#IndvsSA: Team Kohli's victory seems hollow at best
Is it in the spirit of the game to have a pitch where batsmen find it next to impossible to survive?
- Total Shares
Another Test match in the bag. Another series win for Virat Kohli's team. And this has to be special, given it was accomplished against the top-ranked Test team in the world - South Africa. It is a cause for great celebration. It proves India's might at home. But do we hear a discordant note? What can those be? Surely, nobody would begrudge Kohli and his team the laurels!
But clearly, not everybody is happy. As much as Team India's victory was a cause for joy, people have had a thing or two to say against the playing surface.

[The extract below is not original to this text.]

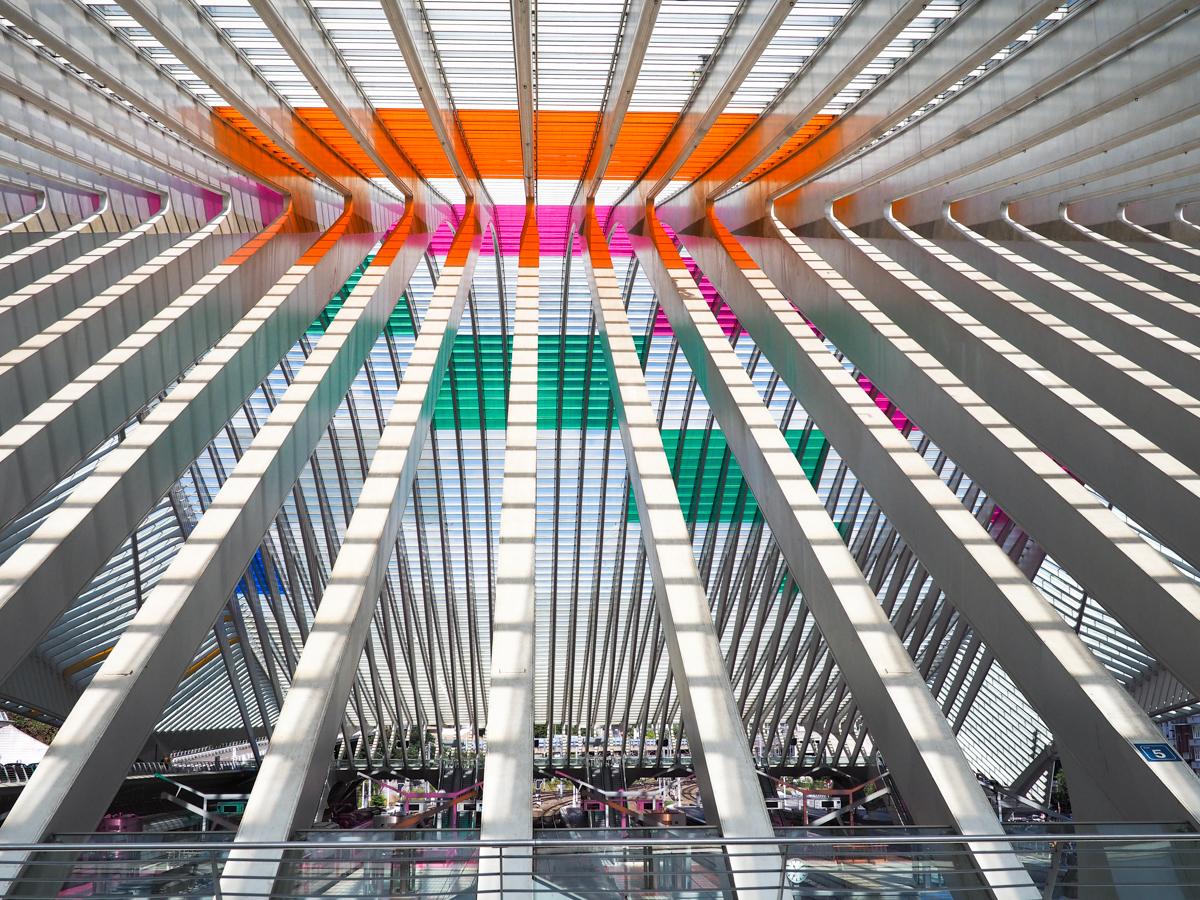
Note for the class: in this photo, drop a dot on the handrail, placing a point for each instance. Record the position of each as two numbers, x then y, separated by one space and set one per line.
717 841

A Test match getting over in three days with bowlers running riot is not good advertisement for cricket, they said. Perhaps there is truth in the argument that the pitch could have been better. The best pitch is one that provides equal opportunities to all the participants to prove their mettle. It has something for the batsmen early on, and then as the match progresses, starts to offer good purchase for the bowlers. A pitch heavily loaded in favour of either the batsmen or the bowlers, or indeed one kind of bowlers, as in this match, can't be called a sporting wicket. The flip side of preparing a pitch with more than usual assistance for a set of players plying a particular trade is that even mediocre practitioners of that trade often end up looking world-beaters.
Yes the pitch was the same for both the teams. It is simply that the Indians made better use of the conditions than the South Africans. Yes, it was a vicious turner, but the Indian spin trio of Ravichandran Ashwin, Amit Mishra and Ravindra Jadeja just had more quality than Imran Tahir and Simon Harmer, and the Indian batsmen applied themselves a bit better than their rivals. In fact, for some time in South Africa's second innings, Hashim Amla and Faf Du Plessis, showed that the spiteful track could actually be negotiated.
But still, to have a pitch as the one in Jamtha, especially for an international match, is uncalled for. This reeks of an effort on the part of the Indians to win a Test match by hook or crook. This, I am afraid, is not a sign of a team at the top of its game. The best victory is one which is achieved inspite of the conditions. That is what made the legendary Australian teams under Steve Waugh and Ricky Ponting the champions that they were. Spin, seam or bounce, nothing could stop the Aussie juggernaut.
Whenever you stack the odds so much against your opposition, there is always a possibility of the opposition coming back at you and hitting you where it hurts the most. Can you blame then, the Proteas for preparing a green top at Durban in 1996, that saw the touring Indians singed by pace? Can you blame the Kiwis for preparing pace-friendly tracks in 2002 on which the Indians came a cropper? No country can perhaps be faulted more playing to its strengths. So if the Indians' strength is spin, they are well within their rights to prepare a track that assists spinners, but is it in the spirit of the game to have a pitch where batsmen find it next to impossible to survive? That way you are basically taking your opposition out of the equation even before the match. If you would have left something for your opposition to work with, there could still have been a fight.
Nobody wants a walkover, for that is hardly a victory. Celebrate Team Kohli's second Test series victory as you may, but would you still be smiling when India tours the Rainbow nation and is greeted with menacing green tops at Durban, Cape Town and Johannesburg? Something to ponder!